Analysis method does calculation and check.
Core principle component analysis KPCA is principal component analysis PCA nonlinear extensions, and KPCA is by mapping function Φ handles
Original vector is mapped to higher dimensional space F, and PCA analyses are carried out on F, the information of index can be extracted to greatest extent.Assuming that x1,
X2 ... ... xM are training sample, and the input space is represented with { xi }.The basic thought of KPCA methods is will by certain implicit
The input space is mapped to some higher dimensional space (being frequently referred to feature space), and realizes in feature space principal component analysis PCA.

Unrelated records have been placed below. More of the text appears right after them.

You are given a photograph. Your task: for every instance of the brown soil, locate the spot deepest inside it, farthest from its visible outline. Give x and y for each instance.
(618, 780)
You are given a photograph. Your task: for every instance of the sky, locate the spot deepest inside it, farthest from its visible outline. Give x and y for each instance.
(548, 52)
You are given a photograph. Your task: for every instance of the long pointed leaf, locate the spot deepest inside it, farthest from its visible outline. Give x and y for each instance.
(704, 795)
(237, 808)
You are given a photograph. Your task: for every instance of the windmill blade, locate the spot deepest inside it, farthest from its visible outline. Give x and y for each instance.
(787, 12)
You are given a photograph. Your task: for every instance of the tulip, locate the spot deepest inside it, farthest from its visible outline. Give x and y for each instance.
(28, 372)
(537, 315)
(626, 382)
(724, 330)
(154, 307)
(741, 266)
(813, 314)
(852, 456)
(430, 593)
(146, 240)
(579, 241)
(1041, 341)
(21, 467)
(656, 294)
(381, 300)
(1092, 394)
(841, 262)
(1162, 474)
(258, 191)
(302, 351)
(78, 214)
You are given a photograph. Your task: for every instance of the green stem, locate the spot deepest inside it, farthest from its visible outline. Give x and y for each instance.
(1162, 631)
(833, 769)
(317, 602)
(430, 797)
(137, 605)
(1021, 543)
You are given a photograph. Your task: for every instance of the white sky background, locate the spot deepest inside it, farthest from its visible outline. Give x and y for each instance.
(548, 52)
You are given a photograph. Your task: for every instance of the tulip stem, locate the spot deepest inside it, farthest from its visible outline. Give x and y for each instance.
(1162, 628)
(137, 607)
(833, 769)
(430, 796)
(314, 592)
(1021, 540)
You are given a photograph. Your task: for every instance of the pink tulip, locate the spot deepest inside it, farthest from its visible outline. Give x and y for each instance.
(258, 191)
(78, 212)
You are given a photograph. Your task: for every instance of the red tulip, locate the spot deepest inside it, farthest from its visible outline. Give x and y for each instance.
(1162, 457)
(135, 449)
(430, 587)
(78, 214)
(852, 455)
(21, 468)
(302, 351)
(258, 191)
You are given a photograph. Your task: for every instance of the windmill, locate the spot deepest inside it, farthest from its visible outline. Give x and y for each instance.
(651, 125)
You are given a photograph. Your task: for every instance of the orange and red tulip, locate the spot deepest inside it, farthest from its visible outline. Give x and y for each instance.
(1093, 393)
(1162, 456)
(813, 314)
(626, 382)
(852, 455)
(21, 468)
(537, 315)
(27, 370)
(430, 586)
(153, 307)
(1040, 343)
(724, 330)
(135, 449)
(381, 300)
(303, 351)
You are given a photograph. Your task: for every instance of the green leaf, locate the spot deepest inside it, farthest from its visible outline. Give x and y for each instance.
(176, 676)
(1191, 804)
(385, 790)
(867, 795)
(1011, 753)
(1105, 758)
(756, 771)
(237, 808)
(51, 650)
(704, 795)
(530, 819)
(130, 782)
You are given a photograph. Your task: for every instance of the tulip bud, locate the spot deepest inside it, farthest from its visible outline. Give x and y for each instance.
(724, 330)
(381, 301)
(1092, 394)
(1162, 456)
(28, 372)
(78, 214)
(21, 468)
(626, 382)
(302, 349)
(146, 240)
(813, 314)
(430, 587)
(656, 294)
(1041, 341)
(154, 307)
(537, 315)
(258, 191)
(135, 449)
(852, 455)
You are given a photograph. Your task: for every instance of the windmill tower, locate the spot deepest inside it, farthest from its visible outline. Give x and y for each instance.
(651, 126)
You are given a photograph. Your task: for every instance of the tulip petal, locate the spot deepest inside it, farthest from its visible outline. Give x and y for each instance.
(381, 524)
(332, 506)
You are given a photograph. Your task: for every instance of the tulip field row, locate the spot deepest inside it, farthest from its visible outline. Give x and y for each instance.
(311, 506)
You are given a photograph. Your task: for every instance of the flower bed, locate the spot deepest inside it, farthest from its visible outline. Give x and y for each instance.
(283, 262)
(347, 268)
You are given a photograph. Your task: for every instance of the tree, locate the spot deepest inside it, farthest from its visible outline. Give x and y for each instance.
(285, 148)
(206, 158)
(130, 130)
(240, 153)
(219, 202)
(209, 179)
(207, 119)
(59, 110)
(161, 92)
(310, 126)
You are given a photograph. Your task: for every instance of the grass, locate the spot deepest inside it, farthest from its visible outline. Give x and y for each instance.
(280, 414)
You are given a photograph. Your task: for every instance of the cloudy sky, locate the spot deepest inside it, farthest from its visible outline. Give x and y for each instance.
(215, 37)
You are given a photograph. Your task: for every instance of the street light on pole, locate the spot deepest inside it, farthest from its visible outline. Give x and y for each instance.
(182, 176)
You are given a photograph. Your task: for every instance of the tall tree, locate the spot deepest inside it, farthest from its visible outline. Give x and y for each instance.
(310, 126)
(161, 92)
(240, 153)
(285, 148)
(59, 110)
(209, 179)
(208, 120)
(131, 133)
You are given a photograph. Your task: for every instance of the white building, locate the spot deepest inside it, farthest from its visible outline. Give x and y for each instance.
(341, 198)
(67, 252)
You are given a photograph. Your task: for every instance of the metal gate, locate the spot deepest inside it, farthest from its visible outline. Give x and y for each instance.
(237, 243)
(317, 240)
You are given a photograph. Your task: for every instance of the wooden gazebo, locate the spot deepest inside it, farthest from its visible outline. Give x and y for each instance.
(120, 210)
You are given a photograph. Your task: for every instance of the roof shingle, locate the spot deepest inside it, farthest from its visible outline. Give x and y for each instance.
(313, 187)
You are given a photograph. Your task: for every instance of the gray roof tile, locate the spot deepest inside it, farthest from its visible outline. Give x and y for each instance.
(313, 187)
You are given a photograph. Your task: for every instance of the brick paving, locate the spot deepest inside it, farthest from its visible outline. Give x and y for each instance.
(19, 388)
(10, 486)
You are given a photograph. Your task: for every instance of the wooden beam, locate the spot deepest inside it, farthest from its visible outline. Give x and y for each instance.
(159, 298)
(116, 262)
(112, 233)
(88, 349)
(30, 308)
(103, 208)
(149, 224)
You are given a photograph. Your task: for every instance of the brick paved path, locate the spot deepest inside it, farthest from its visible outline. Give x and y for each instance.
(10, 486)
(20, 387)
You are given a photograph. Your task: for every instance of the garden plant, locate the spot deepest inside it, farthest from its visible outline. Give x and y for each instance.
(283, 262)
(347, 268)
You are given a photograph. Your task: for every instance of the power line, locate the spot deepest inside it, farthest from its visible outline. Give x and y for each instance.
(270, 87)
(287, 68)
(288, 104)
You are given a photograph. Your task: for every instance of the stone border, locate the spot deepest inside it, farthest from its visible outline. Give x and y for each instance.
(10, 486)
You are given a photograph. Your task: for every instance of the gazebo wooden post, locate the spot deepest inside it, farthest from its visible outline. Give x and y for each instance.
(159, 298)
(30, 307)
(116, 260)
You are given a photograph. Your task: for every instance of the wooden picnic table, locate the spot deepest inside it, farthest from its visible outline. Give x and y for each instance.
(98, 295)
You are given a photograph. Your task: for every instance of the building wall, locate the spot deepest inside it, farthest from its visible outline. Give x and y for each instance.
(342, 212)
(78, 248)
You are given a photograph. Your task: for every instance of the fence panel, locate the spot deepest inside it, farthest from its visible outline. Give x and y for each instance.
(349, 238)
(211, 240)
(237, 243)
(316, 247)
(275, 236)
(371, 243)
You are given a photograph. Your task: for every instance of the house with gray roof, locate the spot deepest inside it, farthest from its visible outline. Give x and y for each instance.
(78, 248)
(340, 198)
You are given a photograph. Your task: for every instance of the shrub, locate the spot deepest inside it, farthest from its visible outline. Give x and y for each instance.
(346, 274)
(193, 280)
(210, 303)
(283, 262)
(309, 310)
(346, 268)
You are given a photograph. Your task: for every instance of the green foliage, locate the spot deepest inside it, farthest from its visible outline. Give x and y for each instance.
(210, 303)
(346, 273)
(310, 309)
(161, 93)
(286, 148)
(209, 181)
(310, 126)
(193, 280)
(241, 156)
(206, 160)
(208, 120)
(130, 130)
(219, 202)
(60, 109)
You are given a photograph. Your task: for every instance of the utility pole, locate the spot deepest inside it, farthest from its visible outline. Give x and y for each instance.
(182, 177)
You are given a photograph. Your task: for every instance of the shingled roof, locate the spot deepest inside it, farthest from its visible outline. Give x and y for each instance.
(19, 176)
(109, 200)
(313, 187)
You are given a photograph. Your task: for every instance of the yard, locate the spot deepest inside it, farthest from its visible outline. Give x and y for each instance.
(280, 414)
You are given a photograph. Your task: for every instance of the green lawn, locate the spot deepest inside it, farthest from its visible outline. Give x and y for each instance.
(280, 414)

Assuming that be mapped as Φ accordingly, kernel function K by mapping φ by implicit realization from point x to F mapping, and by
Data meet the condition [15] of centralization in feature space obtained by this mapping, i.e.,
Then the covariance matrix in feature space is:
Now ask C eigenvalue λ >=0 and characteristic vector V ∈ F { 0 }, C ν=λ ν, and in view of all
Characteristic vector be represented by Φ (x1), Φ (x2) ..., the linear of Φ (xM) then has
Wherein, v=1,2 ..., M.M × M dimension matrix Ks are defined, characteristic value and characteristic vector can be obtained, for test sample
In being projected as characteristic vector space Vk
Inner product kernel function, which is replaced, then to be had
And it is possible to which further nuclear matrix is modified to
Other steps and parameter are identical with one of embodiment one to three.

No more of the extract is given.